確かにだ、ミミがやったことは卑怯だ、相手の弱い部分を突いた行動だからな。
でも、それで相手が苦しい思いをするわけではない…少なくとも、今は。
ずっと引っ掛かってた部分を指摘され、解消しようと動くことが出来たんだ。
もしあのまま指摘されなかったら、変らなかったかもしれない。
だけど、変ることが出来た…状況を不利にしてしまってはいるが
彼女の精神はきっとさっきよりも軽やかだろう。
引っかかりが解けて、ようやく正しいと思える道を進めるんだから。
あのままじゃ、何やっても裏目に出ただろうな。
最終的に踏ん切りを付けることも出来ずにダラダラと続けてただろう。
だから、この行動は別に言う程悪いことでは無い。
「感謝しよう…指摘されなければ変われなかっただろう。
この間違いに気付きながらも、変えると決めきれなかったはずだ。
そして、私の事を考えてくれたことも。
初めてだ…私の事を考えてくれたのは…心配してくれたのは…」
アイの表情は少しだけ爽やかだった。
さっきまでの厳格な表情とは少し違って、優しい表情だった。
「だが、私は負けない。
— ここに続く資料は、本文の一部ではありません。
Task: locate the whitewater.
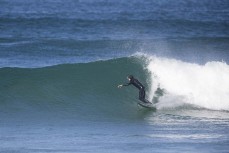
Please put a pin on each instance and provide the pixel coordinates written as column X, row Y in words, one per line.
column 61, row 62
column 205, row 85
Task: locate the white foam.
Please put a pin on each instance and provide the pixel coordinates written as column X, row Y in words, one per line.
column 201, row 85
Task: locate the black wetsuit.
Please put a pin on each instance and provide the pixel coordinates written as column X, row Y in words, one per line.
column 138, row 85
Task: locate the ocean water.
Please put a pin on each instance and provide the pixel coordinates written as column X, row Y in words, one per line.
column 61, row 62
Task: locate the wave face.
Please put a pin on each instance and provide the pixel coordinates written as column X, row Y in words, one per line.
column 89, row 90
column 82, row 90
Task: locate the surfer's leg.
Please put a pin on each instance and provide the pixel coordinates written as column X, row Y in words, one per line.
column 142, row 95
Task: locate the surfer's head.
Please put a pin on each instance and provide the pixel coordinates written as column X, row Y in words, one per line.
column 130, row 77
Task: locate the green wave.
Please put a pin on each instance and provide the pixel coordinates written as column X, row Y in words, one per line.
column 83, row 90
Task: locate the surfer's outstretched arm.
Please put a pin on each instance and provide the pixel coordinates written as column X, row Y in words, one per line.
column 121, row 85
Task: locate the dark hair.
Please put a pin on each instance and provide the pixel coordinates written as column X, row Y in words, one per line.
column 130, row 77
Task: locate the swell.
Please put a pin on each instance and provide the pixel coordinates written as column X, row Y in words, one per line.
column 80, row 90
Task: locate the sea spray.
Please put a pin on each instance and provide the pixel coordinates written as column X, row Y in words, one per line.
column 204, row 86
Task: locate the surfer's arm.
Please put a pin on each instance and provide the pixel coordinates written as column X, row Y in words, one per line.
column 121, row 85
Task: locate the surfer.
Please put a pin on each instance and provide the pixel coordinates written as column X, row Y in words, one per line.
column 137, row 84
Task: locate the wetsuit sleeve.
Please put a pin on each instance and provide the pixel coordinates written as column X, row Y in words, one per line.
column 127, row 84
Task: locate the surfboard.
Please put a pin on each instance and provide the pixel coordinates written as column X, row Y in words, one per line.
column 147, row 104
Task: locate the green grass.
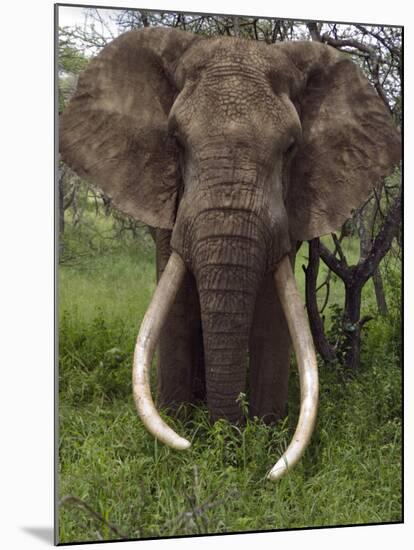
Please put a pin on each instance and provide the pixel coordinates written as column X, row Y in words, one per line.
column 350, row 474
私には私の目的があるのだから!」
「にゃはは、やるなら本気で来るの。手加減して勝てる相手じゃないの」
「……うん、せめて本気には…本気で応えるよ」
「1人で戦って…後悔はしないんだよな? 後で卑怯だとか言うなよ?」
「勿論だ」
「分かった…なら、本気で戦う!」
「来い!」
相手は1人…だが、油断は出来ない。彼女1人でも十分強い。
彼女の思いに応えるためにも、本気で油断せず全力で勝負する!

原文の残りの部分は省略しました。